We Need to Talk About Kevin
Funny...this is the sort of film I figured
Polanski would put me in
Grade: B
Director: Lynne Ramsay
Starring: Tilda Swinton, John C.
Reilly, Ezra Miller, Jasper Newell, Rock Duer and Ashley Gerasimovich
MPAA Rating: R
Running Time: 1 hr. 52 min.
An
absorbing, haunting film that’s part character study and part social commentary,
We Need to Talk About Kevin is also
another pious European appraisal of American culture. It’s directed and adapted
by Brits—Lynne Ramsay and Rory Kinnear—and stars the indomitable Scottish
actress Tilda Swinton as a mother living with the aftermath of an unspeakable
tragedy committed by her teenage son.
Lionel
Shriver, the Gastonia, N.C., native who penned the critically acclaimed source
novel, is an American expatriate living in London—indeed, Shriver has written
that her book climaxes “in a high-school massacre of the sort Americans are
rightly ashamed of.”
At
the heart of the story is an exploration of nature vs. nurture.

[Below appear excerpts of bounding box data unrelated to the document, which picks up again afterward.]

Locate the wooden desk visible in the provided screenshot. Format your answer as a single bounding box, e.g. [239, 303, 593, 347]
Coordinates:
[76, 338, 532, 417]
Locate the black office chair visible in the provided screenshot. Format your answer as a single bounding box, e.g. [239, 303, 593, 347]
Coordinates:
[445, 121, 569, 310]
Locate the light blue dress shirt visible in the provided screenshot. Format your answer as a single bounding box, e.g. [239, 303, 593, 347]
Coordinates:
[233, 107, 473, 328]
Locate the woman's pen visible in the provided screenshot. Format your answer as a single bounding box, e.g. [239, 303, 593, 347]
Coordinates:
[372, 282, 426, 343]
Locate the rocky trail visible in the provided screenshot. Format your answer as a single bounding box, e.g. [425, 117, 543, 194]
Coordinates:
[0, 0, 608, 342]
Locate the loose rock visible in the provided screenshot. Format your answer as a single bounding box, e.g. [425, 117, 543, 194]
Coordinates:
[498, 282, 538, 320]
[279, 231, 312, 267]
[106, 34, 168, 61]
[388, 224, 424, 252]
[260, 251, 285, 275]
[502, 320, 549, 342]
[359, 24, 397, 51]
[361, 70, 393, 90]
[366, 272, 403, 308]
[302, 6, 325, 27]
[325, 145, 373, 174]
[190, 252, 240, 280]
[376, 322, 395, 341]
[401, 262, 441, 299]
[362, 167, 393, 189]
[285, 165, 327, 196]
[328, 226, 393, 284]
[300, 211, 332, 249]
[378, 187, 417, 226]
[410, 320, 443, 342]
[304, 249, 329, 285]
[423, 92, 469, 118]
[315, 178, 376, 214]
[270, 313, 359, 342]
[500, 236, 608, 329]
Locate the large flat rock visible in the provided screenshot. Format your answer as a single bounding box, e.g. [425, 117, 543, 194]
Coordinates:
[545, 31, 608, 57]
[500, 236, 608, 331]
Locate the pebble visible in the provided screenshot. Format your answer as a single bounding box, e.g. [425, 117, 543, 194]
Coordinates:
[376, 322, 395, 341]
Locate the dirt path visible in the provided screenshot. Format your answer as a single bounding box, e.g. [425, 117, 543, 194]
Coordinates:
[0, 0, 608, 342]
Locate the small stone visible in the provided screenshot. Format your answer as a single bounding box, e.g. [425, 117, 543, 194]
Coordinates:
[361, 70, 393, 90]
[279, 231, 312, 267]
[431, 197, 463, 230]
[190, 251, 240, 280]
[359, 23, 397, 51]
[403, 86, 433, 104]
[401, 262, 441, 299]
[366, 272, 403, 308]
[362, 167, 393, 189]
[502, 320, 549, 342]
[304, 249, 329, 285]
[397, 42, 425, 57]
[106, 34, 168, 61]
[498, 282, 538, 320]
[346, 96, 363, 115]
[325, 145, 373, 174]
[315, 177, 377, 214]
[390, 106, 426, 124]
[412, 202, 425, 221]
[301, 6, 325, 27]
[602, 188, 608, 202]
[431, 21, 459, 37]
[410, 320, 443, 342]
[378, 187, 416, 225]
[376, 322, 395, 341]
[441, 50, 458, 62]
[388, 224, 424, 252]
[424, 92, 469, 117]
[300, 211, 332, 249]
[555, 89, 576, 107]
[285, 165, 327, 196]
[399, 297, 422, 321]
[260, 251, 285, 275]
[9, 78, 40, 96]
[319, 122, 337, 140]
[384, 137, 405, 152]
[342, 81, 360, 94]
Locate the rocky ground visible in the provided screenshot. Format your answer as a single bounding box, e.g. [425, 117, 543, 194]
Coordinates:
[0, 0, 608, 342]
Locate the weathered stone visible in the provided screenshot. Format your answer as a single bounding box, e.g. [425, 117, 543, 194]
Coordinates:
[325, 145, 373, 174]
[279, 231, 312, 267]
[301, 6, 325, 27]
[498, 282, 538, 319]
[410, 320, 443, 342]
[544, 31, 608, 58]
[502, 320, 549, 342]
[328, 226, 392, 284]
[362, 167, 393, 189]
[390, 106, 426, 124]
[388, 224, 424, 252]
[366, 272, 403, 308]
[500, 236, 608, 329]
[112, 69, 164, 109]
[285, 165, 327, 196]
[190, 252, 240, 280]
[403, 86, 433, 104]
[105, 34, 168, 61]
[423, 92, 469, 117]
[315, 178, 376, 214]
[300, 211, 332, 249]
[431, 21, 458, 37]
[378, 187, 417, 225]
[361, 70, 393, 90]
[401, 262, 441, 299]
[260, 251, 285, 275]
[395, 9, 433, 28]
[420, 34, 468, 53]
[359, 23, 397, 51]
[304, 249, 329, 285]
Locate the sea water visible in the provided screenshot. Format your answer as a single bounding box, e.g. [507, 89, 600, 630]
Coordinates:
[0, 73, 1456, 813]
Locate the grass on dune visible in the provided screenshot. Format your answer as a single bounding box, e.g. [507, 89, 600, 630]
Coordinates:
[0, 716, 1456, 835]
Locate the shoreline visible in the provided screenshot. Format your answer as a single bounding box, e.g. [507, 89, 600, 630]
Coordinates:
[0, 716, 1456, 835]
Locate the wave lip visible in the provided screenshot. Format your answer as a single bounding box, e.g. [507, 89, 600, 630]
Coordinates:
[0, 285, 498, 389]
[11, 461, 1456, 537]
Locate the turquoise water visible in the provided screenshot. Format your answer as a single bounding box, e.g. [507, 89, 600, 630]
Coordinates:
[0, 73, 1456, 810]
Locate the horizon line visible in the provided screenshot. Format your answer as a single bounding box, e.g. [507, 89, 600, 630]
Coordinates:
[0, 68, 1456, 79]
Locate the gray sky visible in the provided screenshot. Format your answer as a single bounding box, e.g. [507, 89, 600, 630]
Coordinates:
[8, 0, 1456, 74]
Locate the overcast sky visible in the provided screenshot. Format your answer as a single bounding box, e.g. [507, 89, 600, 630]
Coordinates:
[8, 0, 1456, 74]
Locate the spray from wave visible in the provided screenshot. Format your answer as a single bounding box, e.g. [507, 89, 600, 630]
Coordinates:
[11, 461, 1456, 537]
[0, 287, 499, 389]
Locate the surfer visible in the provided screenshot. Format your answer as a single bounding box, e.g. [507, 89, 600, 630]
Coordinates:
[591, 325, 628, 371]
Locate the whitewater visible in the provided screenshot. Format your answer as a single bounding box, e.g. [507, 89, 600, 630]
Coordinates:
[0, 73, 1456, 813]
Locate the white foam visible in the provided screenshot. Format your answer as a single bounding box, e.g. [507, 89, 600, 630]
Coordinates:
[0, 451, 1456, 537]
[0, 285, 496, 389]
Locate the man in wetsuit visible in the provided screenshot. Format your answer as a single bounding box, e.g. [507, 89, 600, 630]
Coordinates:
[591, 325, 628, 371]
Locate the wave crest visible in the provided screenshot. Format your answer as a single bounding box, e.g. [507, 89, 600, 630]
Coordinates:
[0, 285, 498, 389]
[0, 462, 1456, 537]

Kevin is the
first-born child of Eva (Swinton) and Franklin (John C. Reilly), and the
narrative oscillates between Eva’s life before and after the murders
perpetrated by Kevin, who is played over 15 years by three actors (Rock Duer,
Jasper Newell and, as a teenager, Ezra Miller).
Already
grabbling with maternal ambivalence, Eva becomes convinced, with good reason, that
her son is a budding sociopath harboring both patent and latent malice,
particularly towards his mother and little sister Celia (Ashley Gerasimovich). Kevin
assumes the aura of a demonic Damien, committing acts both innocuous (ruining
walls Eva papered using rare maps; repeatedly pooping in his pants out of
spite) and sinister (Celia loses her eye in a household “accident”). When
Franklin introduces his son to archery, it’s the ironic moment that seals the
fate of their family and town.
The
far more intriguing portions of Kevin are
those depicting Eva’s life post-massacre. Indeed, there are moments when a more
appropriate title for the film would be We
Need to Talk About Moving to Another Town. Already racked by emotional
torment, Eva suffers the daily whispers and sidelong glances of strangers. At
the start of the film, she awakens one morning to find red paint splattering
her house and car; later in the day, she’s punched without warning by an
aggrieved woman while walking down the sidewalk. And when Eva rebuffs the
advances of a seemingly genial coworker (Alex Manette), he responds with
vicious verbal assault. Eva is not only treated as a pariah, she’s viewed as
virtually subhuman. The cruelest act Kevin commits against his mom is leaving
her alive.
Ramsay
proceeds at a meditative pace, allowing the gloomy undertones to take full root
with the audience—this is not a film for the easily anxious…or expectant
mothers. The plaintive atmosphere is also underscored to great effect by an
eclectic soundtrack heavy in the strains of 20th century Americana,
including Buddy Holly, the Beach Boys, and Jimmie Rogers (rendered by British
skiffle king Lonnie Donegan), plus the recurring, mournful melody of “Mother’s
Last Word to Her Son” by Texas gospel singer Washington Phillips.
Still,
Kevin isn’t worth talking about
without Swinton, who was inexplicably snubbed for an Oscar nomination. With
searing minimalism, the wraithlike actress expertly connotes a woman alive only
in the physical sense. She channels the conflicting complexities of a mother
who both fears and loathes her child yet cannot bring herself, against all
logic, to quit trying to understand him or earn his love. The bulk of We Need to Talk About Kevin is art house
horror—Swinton confers its humanity.